Thursday, September 22, 2011

Shugart v. Regents of Univ. of Calif. (Cal. Ct. App. - Sept. 22, 2011)

I'm glad Justice Grimes published this one.

It's concise.  It's too the point.  It's correct.

The trial court was an overly sticky proceduralist.  It was fine for plaintiff's medical expert to attach the plaintiff's medical records as support for his opinion.  You don't need to submit independently authenticated documents.  If there's a problem with those records (which, of course, there's not), I'd expect defendant to say so.

Moreover, on the merits, the expert declaration raised a genuine issue of material fact.  Sure, it's short.  But it says why the one defendant allegedly fell below the standard of care.  That's good enough.

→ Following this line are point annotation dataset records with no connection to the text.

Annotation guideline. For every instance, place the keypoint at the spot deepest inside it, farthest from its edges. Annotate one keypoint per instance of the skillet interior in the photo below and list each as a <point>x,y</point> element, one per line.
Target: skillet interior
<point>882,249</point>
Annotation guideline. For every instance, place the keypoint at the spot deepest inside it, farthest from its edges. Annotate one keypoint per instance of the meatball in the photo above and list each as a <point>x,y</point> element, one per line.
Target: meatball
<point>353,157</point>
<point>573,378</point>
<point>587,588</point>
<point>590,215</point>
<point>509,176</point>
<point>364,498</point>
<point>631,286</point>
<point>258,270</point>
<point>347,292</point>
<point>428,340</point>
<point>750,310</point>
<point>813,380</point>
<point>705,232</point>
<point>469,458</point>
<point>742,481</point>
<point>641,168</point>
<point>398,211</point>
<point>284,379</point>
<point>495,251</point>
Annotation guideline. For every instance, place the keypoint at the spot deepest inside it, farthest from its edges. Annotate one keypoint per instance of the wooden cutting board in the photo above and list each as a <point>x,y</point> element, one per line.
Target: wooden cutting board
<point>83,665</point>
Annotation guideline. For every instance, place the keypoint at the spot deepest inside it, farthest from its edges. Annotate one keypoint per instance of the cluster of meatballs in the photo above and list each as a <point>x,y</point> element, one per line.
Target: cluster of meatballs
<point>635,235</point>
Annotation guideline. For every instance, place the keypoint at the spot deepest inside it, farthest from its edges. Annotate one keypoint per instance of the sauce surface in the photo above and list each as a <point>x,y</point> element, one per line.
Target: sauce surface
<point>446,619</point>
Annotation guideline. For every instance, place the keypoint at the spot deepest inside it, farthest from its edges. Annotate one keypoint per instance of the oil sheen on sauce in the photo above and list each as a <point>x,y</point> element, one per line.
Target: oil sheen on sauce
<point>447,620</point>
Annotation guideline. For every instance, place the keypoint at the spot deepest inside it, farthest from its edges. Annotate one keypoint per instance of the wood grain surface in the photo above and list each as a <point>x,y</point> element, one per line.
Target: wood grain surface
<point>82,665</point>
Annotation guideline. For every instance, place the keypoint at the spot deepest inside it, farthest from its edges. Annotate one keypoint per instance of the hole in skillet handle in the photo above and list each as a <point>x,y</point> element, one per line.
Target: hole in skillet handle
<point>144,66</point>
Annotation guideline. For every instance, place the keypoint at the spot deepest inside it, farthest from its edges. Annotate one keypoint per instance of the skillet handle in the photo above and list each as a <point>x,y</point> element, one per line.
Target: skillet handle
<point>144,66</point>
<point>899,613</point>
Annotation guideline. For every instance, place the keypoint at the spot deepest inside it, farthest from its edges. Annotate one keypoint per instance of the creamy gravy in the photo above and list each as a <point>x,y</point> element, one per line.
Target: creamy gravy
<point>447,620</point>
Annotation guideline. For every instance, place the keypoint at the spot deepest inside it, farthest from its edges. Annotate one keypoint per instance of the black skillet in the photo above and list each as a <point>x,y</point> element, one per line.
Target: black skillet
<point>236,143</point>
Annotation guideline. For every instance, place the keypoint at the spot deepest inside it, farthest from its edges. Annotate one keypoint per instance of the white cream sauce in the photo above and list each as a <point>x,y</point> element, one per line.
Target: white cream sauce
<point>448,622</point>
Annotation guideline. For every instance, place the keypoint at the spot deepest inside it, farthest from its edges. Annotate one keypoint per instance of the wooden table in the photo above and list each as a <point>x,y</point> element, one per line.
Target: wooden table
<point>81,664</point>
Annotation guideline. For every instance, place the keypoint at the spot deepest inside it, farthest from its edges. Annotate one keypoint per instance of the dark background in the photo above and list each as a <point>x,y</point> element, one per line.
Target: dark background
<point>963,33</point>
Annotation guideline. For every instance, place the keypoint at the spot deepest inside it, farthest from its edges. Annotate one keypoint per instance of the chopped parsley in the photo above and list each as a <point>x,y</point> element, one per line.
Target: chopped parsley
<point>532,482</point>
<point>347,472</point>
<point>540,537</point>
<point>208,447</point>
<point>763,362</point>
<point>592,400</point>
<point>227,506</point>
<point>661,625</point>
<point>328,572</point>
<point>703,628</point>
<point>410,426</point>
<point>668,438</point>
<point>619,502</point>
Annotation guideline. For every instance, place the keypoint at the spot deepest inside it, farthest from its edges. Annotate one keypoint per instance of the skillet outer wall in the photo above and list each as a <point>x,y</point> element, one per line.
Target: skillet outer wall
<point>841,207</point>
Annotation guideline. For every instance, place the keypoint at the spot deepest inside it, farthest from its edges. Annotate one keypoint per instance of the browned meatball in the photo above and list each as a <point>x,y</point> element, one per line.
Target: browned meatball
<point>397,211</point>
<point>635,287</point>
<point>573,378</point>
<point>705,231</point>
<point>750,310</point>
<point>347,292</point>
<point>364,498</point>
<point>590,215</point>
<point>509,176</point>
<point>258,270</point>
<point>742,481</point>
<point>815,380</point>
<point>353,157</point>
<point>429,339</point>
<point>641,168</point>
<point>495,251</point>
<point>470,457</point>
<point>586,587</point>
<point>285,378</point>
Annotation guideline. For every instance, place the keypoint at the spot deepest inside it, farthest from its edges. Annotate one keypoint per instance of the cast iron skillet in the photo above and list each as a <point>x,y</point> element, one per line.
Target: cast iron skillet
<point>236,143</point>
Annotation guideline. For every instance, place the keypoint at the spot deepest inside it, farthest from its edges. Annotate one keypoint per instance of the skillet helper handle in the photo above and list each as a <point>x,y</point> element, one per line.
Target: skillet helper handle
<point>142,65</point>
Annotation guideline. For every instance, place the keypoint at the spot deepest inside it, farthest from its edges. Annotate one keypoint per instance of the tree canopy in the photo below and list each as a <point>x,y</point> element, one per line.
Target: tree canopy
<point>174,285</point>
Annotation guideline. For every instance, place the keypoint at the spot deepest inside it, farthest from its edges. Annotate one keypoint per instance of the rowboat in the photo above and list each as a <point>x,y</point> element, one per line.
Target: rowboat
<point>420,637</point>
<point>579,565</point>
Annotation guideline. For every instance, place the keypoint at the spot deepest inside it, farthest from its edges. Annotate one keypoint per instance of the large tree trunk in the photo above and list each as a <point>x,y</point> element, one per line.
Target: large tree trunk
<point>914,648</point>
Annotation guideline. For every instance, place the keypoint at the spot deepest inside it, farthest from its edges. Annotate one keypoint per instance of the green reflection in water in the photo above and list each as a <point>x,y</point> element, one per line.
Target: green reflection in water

Ditto for the Court of Appeal's ruling with respect to the other defendant.  With respect to that one, the expert's wholly conclusionary opinion -- essentially, a half-sentence -- didn't create a genuine issue.  Seems right to me.

The only downside of publishing the opinion is that it's not exactly family reading.  A snippet:

"Christine Shugart . . . advised Dr. Warren she suffered from urinary incontinence and had to manually manipulate her perineum in order to defecate, symptoms she had had for a couple of years. Christine had previously had a hysterectomy. . . . Christine was admitted to Mercy Southwest Hospital in Bakersfield, and Dr. Warren performed a transvaginal tape placement and a posterior vaginal repair. . . . As Christine started to wake from the anesthesia, a nurse noted heavy vaginal bleeding. Christine was returned to the operating room to determine the source of the bleeding. Dr. Warren located some "oozing" in one incision and placed additional sutures.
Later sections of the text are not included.